Are we here to learn or grub for a grade? Seth Godin explores education and motivation. 

Highlights: 
Nobody sees us studying, thinking, writing, working out, compiling experience. The work  of continuing education itself has value. 

"Online courses can’t offer too much in the way of credit (because there’s too little scarcity) and online tests are difficult to administer in high-stakes situations."

We earn "credit" by adapting to changing conditions. 
Everyone's favorite radio station? WII - FM. What's in it for me? 

"Instead, you create an environment where willing, caring individuals can find an experience that changes them."

Our students (players) decide how engaged to be, how important the work is for them.
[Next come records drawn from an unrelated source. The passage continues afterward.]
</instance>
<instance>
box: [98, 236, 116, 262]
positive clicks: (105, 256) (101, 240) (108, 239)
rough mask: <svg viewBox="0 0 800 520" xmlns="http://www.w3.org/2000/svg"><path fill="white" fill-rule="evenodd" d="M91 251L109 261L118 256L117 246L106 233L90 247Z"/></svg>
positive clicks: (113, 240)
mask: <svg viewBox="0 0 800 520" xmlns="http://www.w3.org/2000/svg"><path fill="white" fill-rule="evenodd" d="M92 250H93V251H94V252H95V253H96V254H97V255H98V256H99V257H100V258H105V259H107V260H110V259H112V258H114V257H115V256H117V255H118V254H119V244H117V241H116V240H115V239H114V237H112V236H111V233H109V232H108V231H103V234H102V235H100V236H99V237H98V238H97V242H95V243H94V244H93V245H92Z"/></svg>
We have the chance and the obligation to make the "basketball experience" holistic. Remind ourselves of Brett Ledbetter's What Drives Winning mantra, the person is more important than the player. Yes, authority figures can terrorize their subjects, but I expect that Steve Kerr, Doc Rivers, Tommy Amaker, Gregg Popovich, and others go to work with more carrots than sticks. 

Did you respect authorities who took the time to understand you? Did you play harder for coaches who cared about you or beat on you? 

Lagniappe 1: Ball movement...Horns slip, paint touch, ball reversal
Lagniappe 2: "Movement kills defenses." Fake off-ball screen, clear through, and cut behind the defense. Basketball IQ matters.